José Saramago’s Blindness is a modern allegorical novel about the sudden collapse of society when an epidemic of unexplained blindness spreads across an unnamed city.
The outbreak begins when a man loses his sight while waiting in his car at a traffic light. Soon, everyone he comes into contact with also goes blind. The government, terrified of the epidemic, quarantines the newly blind in a derelict mental hospital. Inside, conditions quickly deteriorate. With no proper food, hygiene, or leadership, the inmates are left to fend for themselves.
Among the internees is an eye doctor, his wife, and several others: the first blind man, the thief who stole his car, a girl with dark glasses, and an old man with a black eye patch. Strangely, the doctor’s wife never loses her sight; she chooses to hide this fact in order to remain with her husband and help the group.

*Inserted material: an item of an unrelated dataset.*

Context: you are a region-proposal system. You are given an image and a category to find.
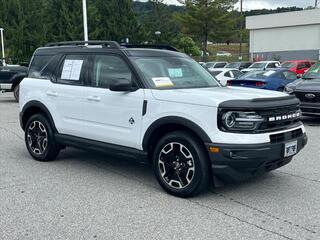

As more blind people are confined, chaos escalates. A gang seizes control of the food supply, demanding valuables and even sexual favors in exchange for meals. Brutality and degradation dominate the asylum. Eventually, the doctor’s wife takes decisive action: she kills the gang’s leader with a pair of scissors, freeing the group but also forcing them to confront the ruins of the wider world.
When the group escapes, they discover that the entire city has succumbed to blindness. Streets are filled with corpses, garbage, and starving people. Civilization has collapsed—law, government, and morality have all disappeared. Despite this, small acts of kindness and solidarity among the doctor’s wife and her companions allow them to survive together.
The novel closes with a sudden, mysterious reversal: people begin to regain their sight. The epidemic ends as abruptly as it began, but Saramago leaves its cause and meaning unexplained.